Additive model hit the maximum treedepth, what could be wrong

I am trying to run some additive models using brms.

Some context:
I am trying to model some infant pupillometry data (for info you can even see my previous post: Additive model with random smooth for participant). I have run all my models with MGCV with success and now I am trying to move to brms.

I successfully run my main model that tests for

  • Interaction between Event (variable of interest; factorial with 2 levels) and Trial number
  • Smooth term on time (ms) for each Event (factorial with 2 levels)
  • Random smooth for each Subject
  • Random intercept for each subject (additional random intercept)

It is very slow (2/3 days) but in works perfectly.
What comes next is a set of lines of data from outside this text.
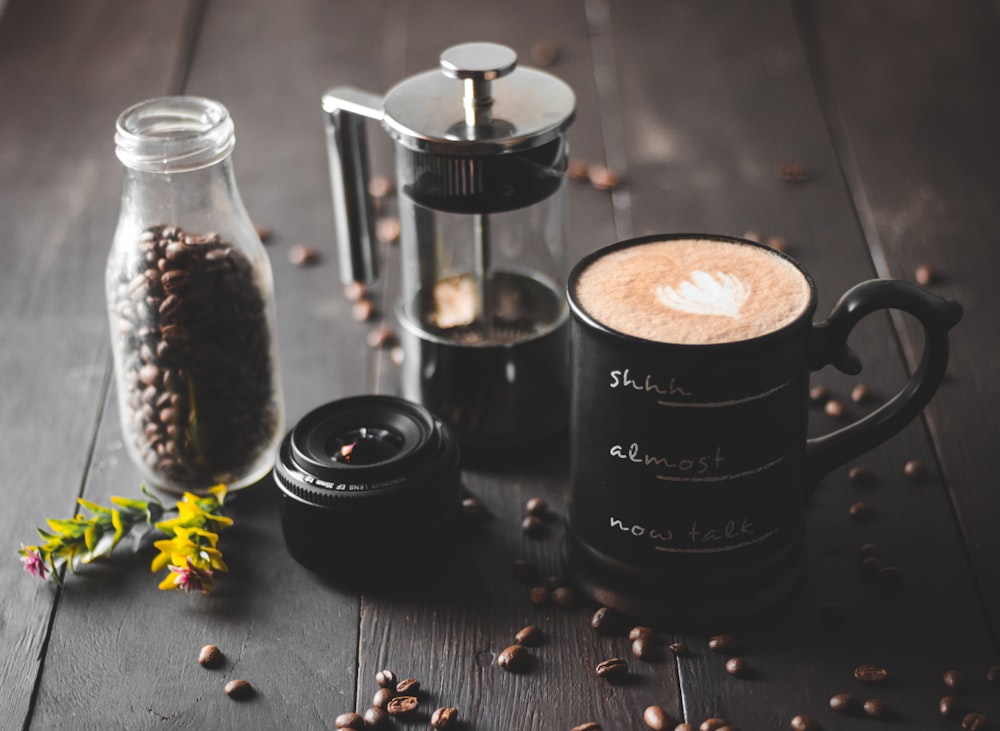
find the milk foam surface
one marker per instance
(693, 291)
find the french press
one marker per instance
(480, 167)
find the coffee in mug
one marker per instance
(689, 461)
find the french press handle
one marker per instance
(346, 110)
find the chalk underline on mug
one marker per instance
(720, 549)
(718, 404)
(723, 478)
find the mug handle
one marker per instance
(829, 346)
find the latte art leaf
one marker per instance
(704, 294)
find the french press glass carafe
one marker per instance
(480, 167)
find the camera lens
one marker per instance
(365, 479)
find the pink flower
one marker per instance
(33, 563)
(189, 578)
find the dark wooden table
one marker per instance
(893, 109)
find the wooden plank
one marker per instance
(913, 102)
(718, 96)
(293, 636)
(449, 635)
(66, 71)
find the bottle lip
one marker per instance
(174, 134)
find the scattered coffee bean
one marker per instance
(514, 659)
(379, 186)
(973, 721)
(387, 230)
(540, 595)
(956, 680)
(301, 255)
(645, 648)
(382, 697)
(565, 597)
(544, 53)
(533, 526)
(376, 718)
(870, 673)
(402, 705)
(948, 706)
(444, 717)
(737, 667)
(363, 310)
(612, 670)
(793, 172)
(819, 394)
(410, 686)
(861, 510)
(679, 649)
(721, 643)
(239, 690)
(924, 275)
(656, 718)
(804, 723)
(601, 177)
(353, 721)
(606, 621)
(525, 571)
(915, 470)
(862, 475)
(530, 636)
(536, 506)
(845, 703)
(877, 708)
(835, 409)
(210, 656)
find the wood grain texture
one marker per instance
(913, 102)
(705, 138)
(63, 84)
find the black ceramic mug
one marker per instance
(691, 357)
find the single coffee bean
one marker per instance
(645, 648)
(656, 718)
(210, 656)
(382, 697)
(533, 526)
(530, 636)
(565, 597)
(536, 506)
(860, 394)
(915, 470)
(376, 718)
(352, 720)
(679, 649)
(606, 621)
(956, 680)
(876, 708)
(444, 717)
(721, 643)
(804, 723)
(870, 673)
(410, 686)
(737, 667)
(540, 595)
(514, 659)
(845, 703)
(402, 705)
(239, 690)
(612, 670)
(862, 475)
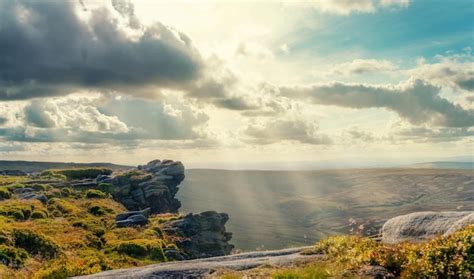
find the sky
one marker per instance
(237, 84)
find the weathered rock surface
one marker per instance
(132, 218)
(153, 186)
(376, 272)
(420, 226)
(30, 194)
(203, 268)
(203, 235)
(13, 172)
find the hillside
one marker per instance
(34, 166)
(278, 209)
(445, 165)
(67, 222)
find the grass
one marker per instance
(77, 173)
(74, 233)
(442, 257)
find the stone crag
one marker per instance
(420, 226)
(204, 234)
(153, 186)
(151, 189)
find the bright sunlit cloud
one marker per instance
(215, 82)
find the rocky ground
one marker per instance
(415, 227)
(207, 267)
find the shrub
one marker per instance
(5, 194)
(106, 187)
(61, 206)
(35, 243)
(41, 187)
(351, 251)
(12, 256)
(14, 186)
(96, 210)
(38, 215)
(78, 173)
(445, 257)
(95, 194)
(67, 191)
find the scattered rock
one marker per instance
(102, 178)
(173, 255)
(203, 234)
(133, 221)
(28, 193)
(376, 272)
(13, 172)
(420, 226)
(206, 268)
(23, 190)
(153, 186)
(31, 195)
(126, 215)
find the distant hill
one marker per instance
(279, 209)
(444, 165)
(32, 166)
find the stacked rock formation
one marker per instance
(204, 234)
(151, 189)
(132, 218)
(153, 186)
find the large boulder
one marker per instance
(420, 226)
(153, 186)
(202, 235)
(132, 221)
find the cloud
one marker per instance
(455, 71)
(49, 48)
(424, 134)
(415, 100)
(3, 120)
(37, 116)
(96, 119)
(400, 3)
(362, 66)
(345, 7)
(285, 130)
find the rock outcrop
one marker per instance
(132, 218)
(13, 172)
(30, 194)
(207, 268)
(420, 226)
(202, 235)
(153, 186)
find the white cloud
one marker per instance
(272, 131)
(363, 66)
(414, 100)
(455, 71)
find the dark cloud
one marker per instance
(415, 101)
(234, 103)
(3, 120)
(423, 134)
(36, 116)
(121, 121)
(285, 130)
(47, 50)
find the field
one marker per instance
(277, 209)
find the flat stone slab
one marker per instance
(202, 268)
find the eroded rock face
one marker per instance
(153, 186)
(132, 218)
(420, 226)
(203, 235)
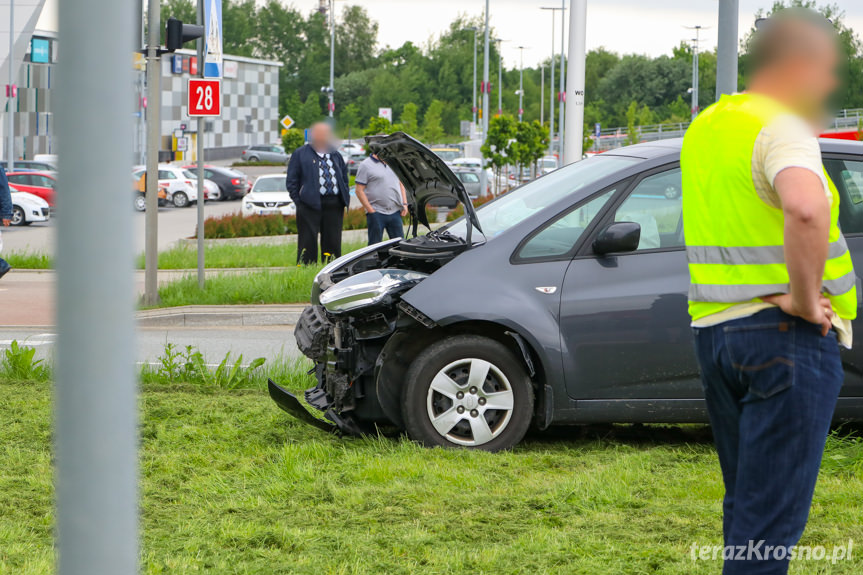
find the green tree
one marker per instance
(293, 139)
(378, 125)
(432, 130)
(409, 119)
(310, 112)
(498, 146)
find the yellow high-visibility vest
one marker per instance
(734, 240)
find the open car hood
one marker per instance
(424, 175)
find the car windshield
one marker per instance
(514, 207)
(270, 185)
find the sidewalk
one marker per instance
(28, 297)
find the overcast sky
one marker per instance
(642, 26)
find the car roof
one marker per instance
(671, 148)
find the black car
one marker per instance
(564, 302)
(233, 184)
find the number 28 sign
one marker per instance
(205, 97)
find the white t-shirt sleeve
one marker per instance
(788, 142)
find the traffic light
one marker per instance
(178, 34)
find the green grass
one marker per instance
(233, 256)
(261, 287)
(27, 260)
(232, 485)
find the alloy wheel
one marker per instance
(470, 402)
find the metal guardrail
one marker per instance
(612, 138)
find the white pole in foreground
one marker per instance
(95, 404)
(575, 81)
(726, 50)
(483, 176)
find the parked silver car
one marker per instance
(265, 154)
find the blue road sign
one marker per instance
(213, 39)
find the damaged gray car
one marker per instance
(561, 302)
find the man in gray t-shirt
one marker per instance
(383, 197)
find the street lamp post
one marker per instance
(10, 93)
(561, 96)
(553, 11)
(521, 84)
(726, 50)
(474, 29)
(485, 94)
(332, 90)
(499, 78)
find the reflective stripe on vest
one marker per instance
(751, 254)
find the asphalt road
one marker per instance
(252, 342)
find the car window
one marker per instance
(44, 181)
(848, 177)
(514, 207)
(560, 236)
(270, 185)
(655, 205)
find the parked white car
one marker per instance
(269, 196)
(28, 208)
(180, 184)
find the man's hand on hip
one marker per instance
(820, 313)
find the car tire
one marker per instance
(19, 216)
(443, 407)
(180, 200)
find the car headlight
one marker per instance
(368, 288)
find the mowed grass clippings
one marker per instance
(230, 484)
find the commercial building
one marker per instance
(250, 88)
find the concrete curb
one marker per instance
(221, 316)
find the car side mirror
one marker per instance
(617, 237)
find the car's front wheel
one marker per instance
(467, 391)
(180, 200)
(19, 218)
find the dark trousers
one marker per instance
(378, 222)
(326, 222)
(771, 382)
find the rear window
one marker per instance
(270, 185)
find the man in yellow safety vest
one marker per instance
(773, 289)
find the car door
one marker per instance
(624, 321)
(847, 173)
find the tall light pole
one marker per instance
(561, 96)
(483, 176)
(726, 51)
(331, 91)
(521, 84)
(474, 29)
(95, 407)
(10, 93)
(695, 46)
(542, 94)
(553, 11)
(499, 78)
(576, 88)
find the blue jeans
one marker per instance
(378, 222)
(771, 382)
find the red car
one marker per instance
(36, 183)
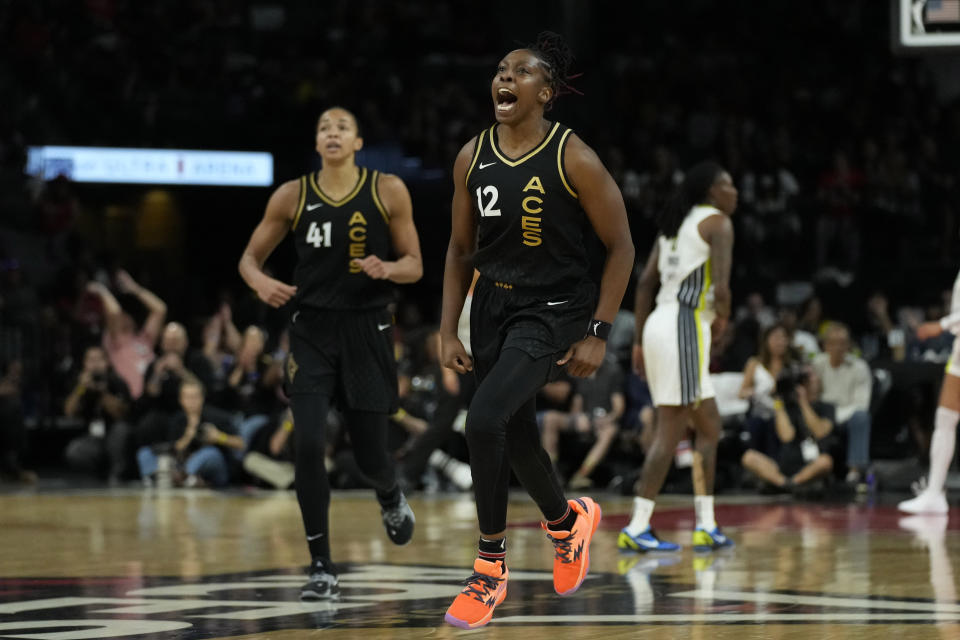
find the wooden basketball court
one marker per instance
(200, 564)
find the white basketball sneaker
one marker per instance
(928, 501)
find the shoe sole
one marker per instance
(586, 553)
(927, 512)
(639, 548)
(463, 624)
(313, 597)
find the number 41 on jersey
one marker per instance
(316, 238)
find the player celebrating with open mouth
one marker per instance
(523, 190)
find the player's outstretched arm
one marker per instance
(458, 269)
(272, 228)
(718, 232)
(408, 267)
(603, 203)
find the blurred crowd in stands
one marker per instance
(846, 158)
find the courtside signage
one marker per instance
(152, 166)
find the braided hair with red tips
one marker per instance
(555, 54)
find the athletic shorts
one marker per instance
(537, 323)
(953, 364)
(345, 355)
(676, 356)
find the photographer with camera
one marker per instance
(101, 399)
(803, 428)
(848, 384)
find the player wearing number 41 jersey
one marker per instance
(354, 234)
(524, 190)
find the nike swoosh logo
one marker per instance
(649, 544)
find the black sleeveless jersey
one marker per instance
(529, 219)
(329, 234)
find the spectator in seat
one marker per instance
(12, 429)
(803, 427)
(130, 351)
(197, 438)
(101, 399)
(595, 411)
(847, 384)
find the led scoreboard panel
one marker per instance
(152, 166)
(926, 25)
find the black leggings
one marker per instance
(502, 425)
(368, 432)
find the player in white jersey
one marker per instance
(690, 261)
(932, 499)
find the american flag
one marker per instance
(943, 10)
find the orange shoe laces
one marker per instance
(480, 585)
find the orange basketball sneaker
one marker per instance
(572, 560)
(486, 588)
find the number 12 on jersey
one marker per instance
(487, 211)
(316, 238)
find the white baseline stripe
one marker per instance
(725, 618)
(822, 601)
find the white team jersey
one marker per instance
(951, 323)
(684, 266)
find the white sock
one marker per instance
(703, 506)
(941, 447)
(640, 520)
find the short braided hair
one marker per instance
(555, 54)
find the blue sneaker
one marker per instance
(704, 540)
(646, 541)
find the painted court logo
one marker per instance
(409, 596)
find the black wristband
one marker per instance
(599, 329)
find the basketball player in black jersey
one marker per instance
(354, 235)
(523, 191)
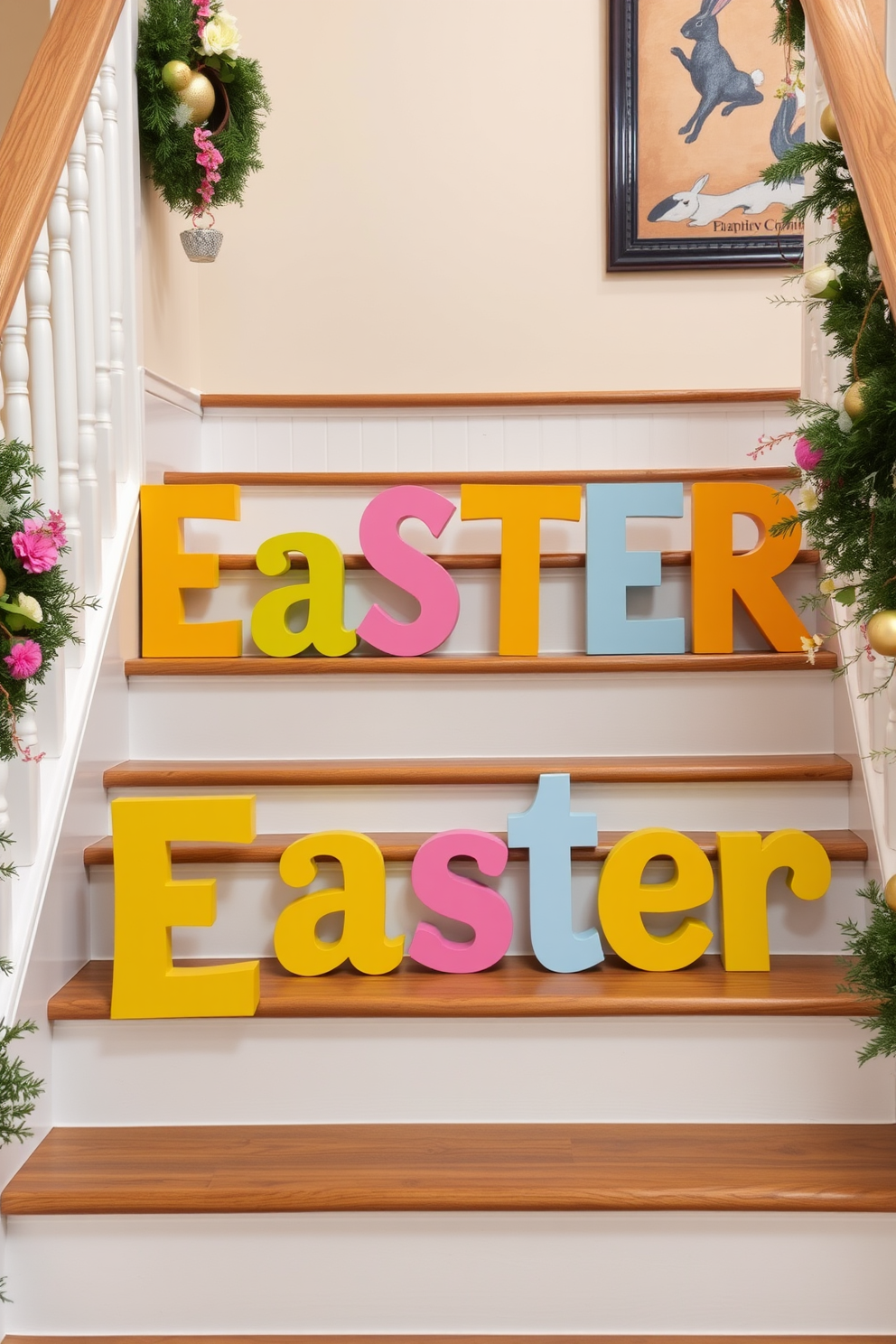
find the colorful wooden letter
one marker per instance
(746, 863)
(520, 509)
(611, 570)
(324, 593)
(550, 829)
(148, 902)
(418, 574)
(167, 570)
(623, 898)
(361, 900)
(458, 898)
(717, 573)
brm(mean_pupil ~ Events*Trials
          + s(Time,  by = Events, k=8)
          + s(Time, Subject, bs = 'fs', m=1)
          + (1|Subject),
          data =  db, family = student,
          chains = 4, cores= 4,
          backend = "cmdstanr", threads = threading(2),
          iter = 8000, warmup = 6000,
          control=list(adapt_delta=0.99, max_treedepth = 12))

The second model is very similar with some changes:

  • Interaction between Event (variable of interest; factorial with 2 levels) and Gen (factorial with 2 levels)
  • controlling for Trials (number)
  • Smooth term on time (ms) for each Event (factorial with 2 levels)
  • Smooth term on time (ms) for each Gen (factorial with 2 levels)
  • Random smooth for each Subject
  • Random intercept for each subject (additional random intercept)

The second model is slightly more complex and unfortunately, we have to rely on less data (13969 datapoints instead of 26108).
When I run my second model I incur in some problems. I am trying to figure out how to solve them but I am not sure what could be the cause and where to start really.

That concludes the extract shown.